Unlike the very reasonable ‘no means no campaigns’ of the 1990s, the ‘yes means yes’ initiatives are devoted to subjecting sex to the micromanagement of those who are supposedly Aware.
The codification of affirmative consent simply fuels suspicion and mistrust. Its accomplishment is to increase and expand the number of acts that can be designated as non-consensual sex and rape and endow the narrative of rape culture with a semblance of legitimacy. Its prurient obsession with spontaneous human interaction makes old fashioned puritans seem positively restrained.
[i] https://www.creativebrief.com/bite/voices/im-asking-it-campaign-strives-change-consent-law
[ii] https://www.newstatesman.com/comment/2024/03/affirmative-consent-no-one-asked-for-it
[iii] Jinan Younis ‘Why all students need sexual consent classes’, 18 July 2014, http://www.theguardian.com/commentisfree/2014/jul/18/all-students-need-sexual-consent-education-british-universities
[iv] http://www.bbc.co.uk/news/uk-england-29503973
[v] Cited in Williams, G.L. (1989) ‘Mill’s Principle of Liberty’, Lively, J. & Reeve, A. (1989) (eds) Modern Political Theory from Hobbes To Marx, Routledge: London, p.256.

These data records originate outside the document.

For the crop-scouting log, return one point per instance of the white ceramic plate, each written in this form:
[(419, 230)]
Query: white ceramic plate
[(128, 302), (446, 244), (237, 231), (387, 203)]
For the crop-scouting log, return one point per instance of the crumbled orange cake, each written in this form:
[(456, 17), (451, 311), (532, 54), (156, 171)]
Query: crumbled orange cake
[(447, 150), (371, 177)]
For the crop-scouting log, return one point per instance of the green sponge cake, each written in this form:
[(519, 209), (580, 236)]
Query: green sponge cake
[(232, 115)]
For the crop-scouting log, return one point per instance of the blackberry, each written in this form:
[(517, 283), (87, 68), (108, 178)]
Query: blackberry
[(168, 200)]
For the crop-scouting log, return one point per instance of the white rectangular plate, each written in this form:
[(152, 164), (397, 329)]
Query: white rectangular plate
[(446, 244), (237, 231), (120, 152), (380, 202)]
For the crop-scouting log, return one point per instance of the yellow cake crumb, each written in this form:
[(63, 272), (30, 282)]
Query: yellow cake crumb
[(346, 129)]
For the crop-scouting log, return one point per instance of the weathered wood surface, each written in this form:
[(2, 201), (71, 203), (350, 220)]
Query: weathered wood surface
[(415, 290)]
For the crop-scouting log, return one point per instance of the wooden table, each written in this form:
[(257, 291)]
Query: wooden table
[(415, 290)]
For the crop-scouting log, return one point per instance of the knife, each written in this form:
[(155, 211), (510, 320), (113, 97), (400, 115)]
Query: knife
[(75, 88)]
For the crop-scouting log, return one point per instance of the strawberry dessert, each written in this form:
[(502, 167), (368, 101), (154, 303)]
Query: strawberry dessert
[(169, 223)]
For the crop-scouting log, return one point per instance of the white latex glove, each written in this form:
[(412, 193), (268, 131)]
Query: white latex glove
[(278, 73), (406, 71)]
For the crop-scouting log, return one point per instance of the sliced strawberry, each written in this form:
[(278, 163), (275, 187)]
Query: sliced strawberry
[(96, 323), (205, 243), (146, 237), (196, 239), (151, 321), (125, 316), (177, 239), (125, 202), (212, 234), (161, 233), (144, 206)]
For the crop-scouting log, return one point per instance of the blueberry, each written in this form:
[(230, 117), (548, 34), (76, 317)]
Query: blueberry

[vi] Cited in Conceptualizing the "Wontedness" of Women's Consensual and Non-consensual Sexual Experiences: Implications for How Women Label Their Experiences with Rape Author(s): Zoë D. Peterson and Charlene L. Muehlenhard Source: The Journal of Sex Research, Vol. 44, No. 1 (Feb. 2007), p.73.
Very true Mike. In effect "Yes means Yes" would render body language meaningless. It would weaken our capacity to benefit from the exercise of our intuition.
Great article, thank you.
I am particularly struck by your description of the 'Yes means yes' as reducing normal sexual intimacy to the level of a business contract. I'm 72 years old and have been married to the same person for 44 years. In all our years together, I cannot recall more than a handful of occasions when the word 'yes' passed between us in this context. Our communication was based almost enirely to observing the partners body language. It quickly becomes obvious if the partner is or is not feeling inclined toward more intimacy or doesn't want to start. Even in times when it was difficult to be sure we would resort to 'Are you enjoying this?' or 'Do you want me to ...?' which would almost always result in a non-verbal but very clear response through body language.
To reduce this understanding to the level of a business contract massively diminishes the inimate value of the making love.